Phio Pharmaceuticals Unveils Clinical Plans for Neoadjuvant Intratumoral INTASYL in Melanoma
Phio Pharmaceuticals Corp. PHIO hosted a key opinion leader (KOL) call on Friday, June 12, 2020 featuring Caroline Robert, M.D., Ph.D., the Head of Dermatology Unit at Gustave Roussy and co-director of the Melanoma research Unit at INSERM 981 Paris-Sud University. Dr. Robert presented the major clinical milestones shaping the melanoma landscape, best performing current treatments, their challenges, and the next innovative approaches planned, including Phio's self-delivering RNAi (INTASYL) technology.
State of the Art: Melanoma Immunotherapy
Dr. Robert started the talk Friday with a brief overview of the current, most effective immunotherapy for melanoma, a combination immunotherapy of Anti PD-1/CLTA-4 which has a 50-55% overall survival at four years1. While far more effective than chemotherapy alone, which had a response rate of 10-15%, Dr. Robert voiced her frustration that treatment efficacy struggled to improve beyond the 50-55% response rate for the past several years2. New approaches are needed. Based on eighth edition cancer staging and 10-year survival rates, stage III (A-D) was identified as the opportune stage for intervention trials3. Resection is the primary therapy for stage III melanoma. While, at this stage, the tumor is not considered to be metastatic, metastasis is a continuum, and microscopic metastasis occurs creating the opportunity for relapse. After surgery, adjuvants are administered to counter the risk of recurrence, and adjuvant checkpoint inhibitors are known to prolong survival4. However, of particular interest now is administering neoadjuvants.
Neoadjuvant therapies
There are a number of advantages to neoadjuvant therapy, or administering the adjuvant before surgery instead of after. General neoadjuvant advantages include early determination of the efficacy of the adjuvant, ability to assess the necessity for additional adjuvant, and possible tumor reduction. Neoadjuvant immunotherapy has additional advantages via tumor infiltrating lymphocyte stimulation that can scavenge micro-metastases and thereby support long-term remission. Neoadjuvant immunotherapy has been attempted in mice, and the results demonstrate prolonged and complete survival as compared with equivalent adjuvant. Increased tumor-specific CD8+T cells were observed in blood and organs of neoadjuvant treated mice, supporting the immuno-effects of neoadjuvant immunotherapy5. Neoadjuvant immunotherapy has also been attempted in man. Patients with stage III melanoma were administered ipilimumab + nivolumab (Ipi/Nivo) either after surgery, or before and after surgery with results demonstrating a decreased tumor burden; however, considerable toxicity was observed6,7. Using a combination of monoclonal antibodies in therapy increases efficacy but also toxicity, and while Rozeman et al. optimized neoadjuvant Ipi/Nivo dosing to minimize toxicity, the minimum toxicity was still 20%; for patients who may not relapse, subjecting them to therapy toxicity may do more harm than good8. The systemic administration of neoadjuvants is a likely driver of toxicity.

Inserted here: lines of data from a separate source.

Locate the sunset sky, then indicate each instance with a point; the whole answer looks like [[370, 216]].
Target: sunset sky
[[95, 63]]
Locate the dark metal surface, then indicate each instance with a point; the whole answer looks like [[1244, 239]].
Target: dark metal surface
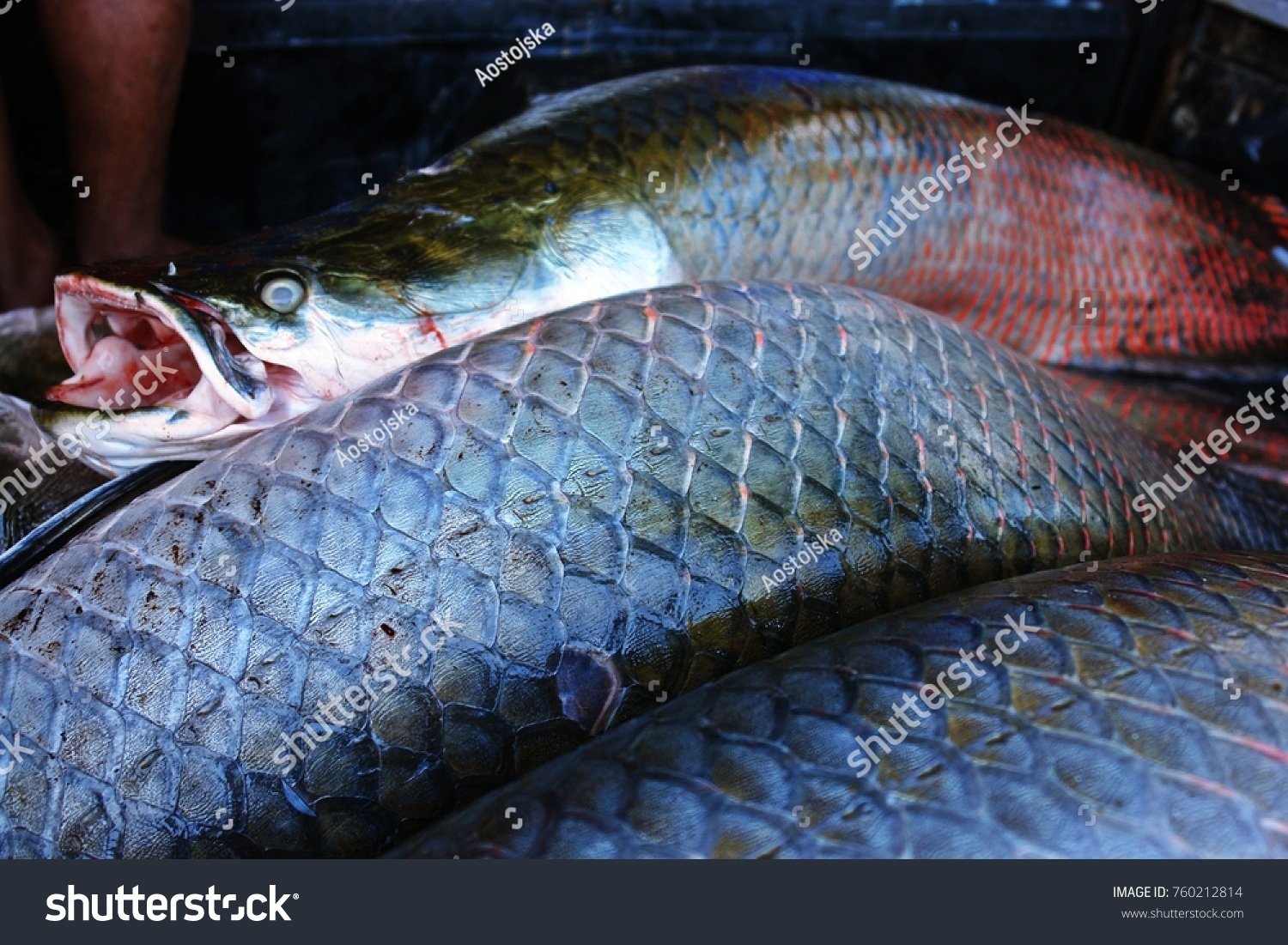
[[327, 90]]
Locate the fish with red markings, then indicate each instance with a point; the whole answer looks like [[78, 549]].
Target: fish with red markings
[[685, 174]]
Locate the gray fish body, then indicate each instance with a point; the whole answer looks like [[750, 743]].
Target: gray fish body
[[1144, 715], [465, 568]]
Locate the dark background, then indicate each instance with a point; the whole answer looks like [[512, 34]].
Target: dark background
[[327, 90]]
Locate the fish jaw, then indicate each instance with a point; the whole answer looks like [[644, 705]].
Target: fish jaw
[[156, 375]]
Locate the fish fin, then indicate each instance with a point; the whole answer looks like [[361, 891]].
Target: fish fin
[[56, 532]]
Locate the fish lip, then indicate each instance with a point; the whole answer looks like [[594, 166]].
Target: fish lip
[[77, 298]]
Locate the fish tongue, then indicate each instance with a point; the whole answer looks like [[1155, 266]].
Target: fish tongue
[[115, 367]]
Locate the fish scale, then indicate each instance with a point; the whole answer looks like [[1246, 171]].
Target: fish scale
[[595, 505], [1110, 731], [769, 172], [687, 175]]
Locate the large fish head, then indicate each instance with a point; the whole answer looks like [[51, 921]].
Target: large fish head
[[179, 360]]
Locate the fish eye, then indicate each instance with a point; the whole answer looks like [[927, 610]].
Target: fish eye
[[283, 293]]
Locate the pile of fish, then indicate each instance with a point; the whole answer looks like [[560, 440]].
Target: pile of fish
[[581, 419]]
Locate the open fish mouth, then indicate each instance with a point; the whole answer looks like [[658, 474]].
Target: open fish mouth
[[157, 373]]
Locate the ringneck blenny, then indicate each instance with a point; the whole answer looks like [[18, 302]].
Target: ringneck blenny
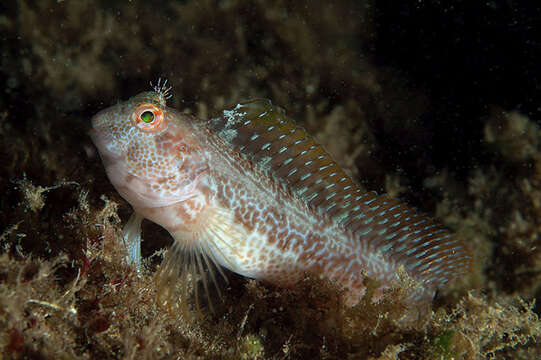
[[254, 193]]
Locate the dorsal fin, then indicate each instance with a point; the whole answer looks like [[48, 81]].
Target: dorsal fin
[[265, 134]]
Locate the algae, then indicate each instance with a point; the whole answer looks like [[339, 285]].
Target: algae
[[65, 290]]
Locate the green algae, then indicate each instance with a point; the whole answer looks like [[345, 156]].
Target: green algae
[[65, 291]]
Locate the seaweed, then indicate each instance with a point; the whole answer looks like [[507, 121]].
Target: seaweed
[[65, 289]]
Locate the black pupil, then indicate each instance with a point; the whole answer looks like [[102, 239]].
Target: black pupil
[[147, 116]]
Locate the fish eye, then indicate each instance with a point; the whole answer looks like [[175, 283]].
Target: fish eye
[[148, 117]]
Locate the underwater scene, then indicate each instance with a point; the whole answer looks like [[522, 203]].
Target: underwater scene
[[270, 179]]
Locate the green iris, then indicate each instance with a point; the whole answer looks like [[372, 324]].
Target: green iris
[[147, 116]]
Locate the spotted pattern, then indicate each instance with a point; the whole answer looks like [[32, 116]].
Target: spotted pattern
[[266, 201]]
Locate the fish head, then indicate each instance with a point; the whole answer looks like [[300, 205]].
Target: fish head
[[150, 151]]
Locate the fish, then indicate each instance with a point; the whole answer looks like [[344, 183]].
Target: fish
[[252, 192]]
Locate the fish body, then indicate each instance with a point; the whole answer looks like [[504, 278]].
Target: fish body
[[254, 193]]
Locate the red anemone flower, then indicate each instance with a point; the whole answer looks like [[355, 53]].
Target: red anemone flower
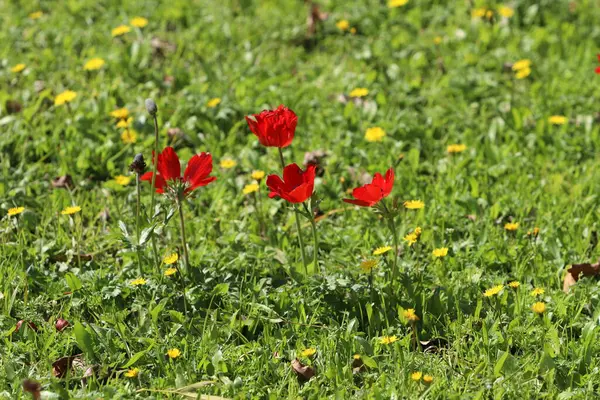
[[169, 172], [370, 194], [274, 128], [297, 185]]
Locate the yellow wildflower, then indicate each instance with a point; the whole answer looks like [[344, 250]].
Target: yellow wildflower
[[359, 92], [71, 210], [375, 134], [94, 64], [15, 211], [18, 68], [120, 30], [65, 97], [414, 204], [139, 22]]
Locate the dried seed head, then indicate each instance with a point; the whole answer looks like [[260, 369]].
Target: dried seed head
[[151, 107], [138, 165]]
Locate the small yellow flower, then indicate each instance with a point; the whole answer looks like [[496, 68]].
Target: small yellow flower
[[414, 204], [343, 25], [129, 136], [441, 252], [506, 12], [558, 120], [375, 134], [132, 372], [308, 352], [122, 180], [18, 68], [388, 339], [456, 148], [227, 163], [523, 73], [139, 22], [537, 292], [416, 376], [410, 315], [381, 250], [367, 265], [212, 103], [173, 353], [71, 210], [15, 211], [538, 307], [138, 282], [250, 188], [258, 175], [36, 15], [65, 97], [171, 259], [120, 113], [397, 3], [94, 64], [120, 30], [359, 92], [493, 291]]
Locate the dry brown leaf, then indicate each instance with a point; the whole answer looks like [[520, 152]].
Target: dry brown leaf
[[304, 372]]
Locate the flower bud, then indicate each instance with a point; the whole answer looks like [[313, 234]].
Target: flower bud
[[151, 107]]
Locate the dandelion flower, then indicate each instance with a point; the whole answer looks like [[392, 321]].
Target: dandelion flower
[[71, 210], [359, 92], [558, 120], [414, 204], [36, 15], [171, 259], [212, 103], [456, 148], [367, 265], [538, 307], [120, 113], [308, 352], [375, 134], [122, 180], [493, 291], [410, 315], [388, 339], [537, 292], [397, 3], [506, 12], [120, 30], [129, 136], [15, 211], [132, 372], [94, 64], [258, 175], [138, 282], [343, 25], [250, 188], [441, 252], [139, 22], [416, 376], [381, 250], [18, 68], [173, 353], [65, 97]]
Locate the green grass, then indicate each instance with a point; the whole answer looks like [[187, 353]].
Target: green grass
[[252, 308]]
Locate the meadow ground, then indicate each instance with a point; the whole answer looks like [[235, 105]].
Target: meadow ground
[[485, 111]]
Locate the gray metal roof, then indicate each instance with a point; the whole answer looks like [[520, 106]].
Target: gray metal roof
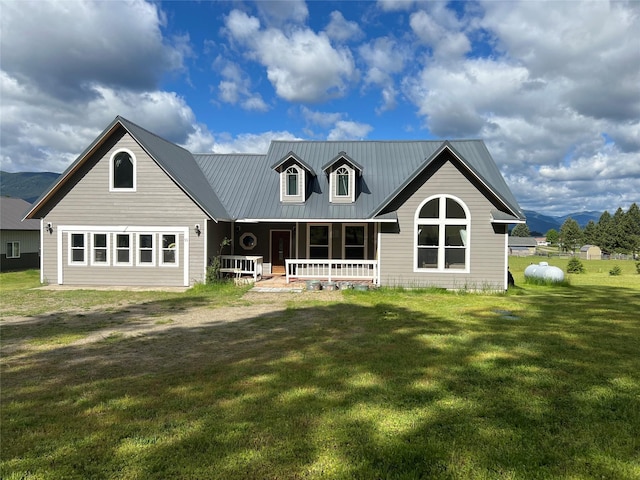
[[177, 162], [250, 189], [181, 167], [246, 187], [12, 210]]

Intratumoral immunotherapy
Local administration of immunotherapy improves T cell priming and avoids systemic toxicity. As intratumoral administration requires less drug, it can also save cost. Intratumoral injection can be guided using imaging methods like ultrasound or CT. Perhaps the most interesting benefit to intratumoral injection is the opportunity to affect tumor infiltrating lymphocytes which can provide distant immunity and scavenge micro-metastases. Intratumorally injected checkpoint-inhibiting antibodies have been attempted in man. While these will likely improve upon systemically administered neoadjuvant immunotherapy, once injected, mAb do not distribute readily through tissue; antibodies do not diffuse well, they only work on extra-cellular targets, can have unwanted off-target effects on proteins similar to the target, and compete with other antibodies in combination therapies. In comparison, self-delivering RNAi can specifically target a number of proteins simultaneously, intra or extra-cellularly, such as those commonly targeted in checkpoint inhibition. Of particular interest is neoadjuvant intratumoral self-delivering RNAi.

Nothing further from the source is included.